The Loneliest Whale in the Sea
Ever since the US Navy began releasing whale recordings to scientists and researchers in the 1980s, it has become well known that whales communicate by vocalizing at low frequencies. The low, haunting moans of most blue and fin whales travel through the ocean at a frequency of about 17-18 Hz. (For comparison, the average frequency range for humans is between 20 and 20,000 Hz). This low frequency is optimized for traversing the oceans since low frequency sounds generally travel further through a medium; thus, songs can reach other whales hundreds of miles away.
However, what if you were a deaf whale incapable of ever hearing such low frequencies? Or what if you had some deformity that prevented you from producing such low frequencies? Those are two possible explanations for recordings of what has been sensationalized as the world’s loneliest whale. Songs from a whale in the North Pacific have been monitored since 1992, when scientists first noticed the whale’s abnormal 52 Hz calls – well outside the range for most whale songs.
It has since been imagined that the whale migrates alone, with no mate ever responding to its calls. No one has seen the whale so it is unknown if this is true, but researchers are currently attempting to find the source of the calls and learn more about this possibly-eternally lonely ocean giant.
It may initially seem strange that humans would so often intentionally impair their central nervous system by drinking alcohol or taking drugs. However, humans are actually not unique in using recreational drugs. In North America and Australia, cattle (as well as sheep and horses) have been known to seek out and ingest crazy weed, or locoweed. Locoweed is a catch-all term for poisonous plants that contain swainsonine, which is toxic to animals. To help gain a perspective on the toxicity and potency of swainsonine, it may be interesting to note that it may potentially find use in chemotherapy.
Grazing herd animals that discover locoweed find it to be very palatable. The first of the herd to ingest locoweed may even act as drug dealers, attempting to persuade others in the herd to try crazy weed – just this once. Cows on locoweed have been observed to stumble around, bump into things, and take unnecessarily giant steps over small items like twigs. Unfortunately, abuse of locoweed causes reproductive loss and can even lead to heart failure.
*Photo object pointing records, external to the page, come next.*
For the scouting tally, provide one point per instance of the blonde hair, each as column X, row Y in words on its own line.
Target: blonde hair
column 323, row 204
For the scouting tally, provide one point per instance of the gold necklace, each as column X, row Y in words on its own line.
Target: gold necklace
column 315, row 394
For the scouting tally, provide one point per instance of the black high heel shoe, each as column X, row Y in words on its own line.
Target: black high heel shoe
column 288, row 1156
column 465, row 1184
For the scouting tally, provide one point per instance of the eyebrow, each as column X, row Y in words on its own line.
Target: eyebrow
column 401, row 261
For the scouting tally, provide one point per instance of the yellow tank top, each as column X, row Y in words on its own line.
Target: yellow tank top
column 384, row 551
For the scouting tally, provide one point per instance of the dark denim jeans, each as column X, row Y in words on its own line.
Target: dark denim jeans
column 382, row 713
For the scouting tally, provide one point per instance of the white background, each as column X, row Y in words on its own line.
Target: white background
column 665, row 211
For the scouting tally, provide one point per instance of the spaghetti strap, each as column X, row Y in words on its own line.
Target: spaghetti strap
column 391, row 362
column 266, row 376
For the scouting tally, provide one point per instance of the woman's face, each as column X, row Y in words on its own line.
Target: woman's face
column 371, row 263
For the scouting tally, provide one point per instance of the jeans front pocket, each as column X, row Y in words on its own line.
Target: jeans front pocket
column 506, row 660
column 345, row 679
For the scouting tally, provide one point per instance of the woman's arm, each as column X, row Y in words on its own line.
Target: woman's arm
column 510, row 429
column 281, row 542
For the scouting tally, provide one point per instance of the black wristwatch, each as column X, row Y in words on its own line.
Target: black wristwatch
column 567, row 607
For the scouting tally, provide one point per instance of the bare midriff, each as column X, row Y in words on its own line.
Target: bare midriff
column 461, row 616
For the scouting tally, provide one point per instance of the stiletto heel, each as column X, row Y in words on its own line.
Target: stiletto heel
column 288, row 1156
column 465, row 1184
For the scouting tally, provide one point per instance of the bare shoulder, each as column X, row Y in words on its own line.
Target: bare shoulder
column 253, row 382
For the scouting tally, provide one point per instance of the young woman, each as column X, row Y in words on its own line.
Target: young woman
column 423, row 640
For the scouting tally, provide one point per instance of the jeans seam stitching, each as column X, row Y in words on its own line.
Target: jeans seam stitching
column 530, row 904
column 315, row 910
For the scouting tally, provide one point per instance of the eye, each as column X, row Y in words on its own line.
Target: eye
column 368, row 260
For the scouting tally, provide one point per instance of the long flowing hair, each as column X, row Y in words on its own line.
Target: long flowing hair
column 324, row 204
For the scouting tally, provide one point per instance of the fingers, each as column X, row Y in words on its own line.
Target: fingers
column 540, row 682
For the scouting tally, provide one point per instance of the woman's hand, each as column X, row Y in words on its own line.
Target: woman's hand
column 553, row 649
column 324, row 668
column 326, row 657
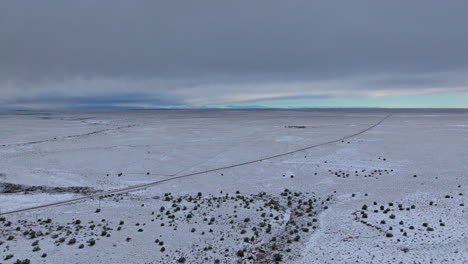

Vervet monkeys in the Caribbean have also been observed to be users and abusers. On the popular vacation destination of St. Kitts, researchers have been studying a very peculiar behavior in monkeys: they wait near tourist bars and steal leftover drinks. The monkeys’ drinking habits are well-documented; researchers noted that the majority are social drinkers who enjoy a couple drinks while hanging out with others. They also noticed a small percentage of abstainers and a small percentage that could be categorized as alcoholics. These few alcoholics were not so different from their human counterparts; many would steal as many drinks as they could before attempting to start fights and ultimately passing out.
University of Pennsylvania researchers recently revealed a warfare manual from around 1530 AD. The 16th century guide highlights typical medieval weaponry and strategy but also includes a not-so-typical artillery method – rocket cats. The manual includes detailed illustrations of leather sacks strapped and set ablaze on a feline’s back.
The guide, as translated by UPenn scholars, advised seeking a cat residing in the enemy’s fortress, strapping an incendiary device on the cat’s back, igniting it, and sending the cat home. The idea was that the cat, fearful and confused, may hide in a haystack and burn the town from the inside. The warfare manual also included pictures of doves with bombs attached to their backs, but there was no evidence that either animal ever actually saw combat. This may sound astounding to animal lovers, but don’t just pity the cats. Dogs, horses, pigs, elephants, bats, earthworms, sea lions, and pigeons have all seen use in human combat, no matter how undeserving it may seem.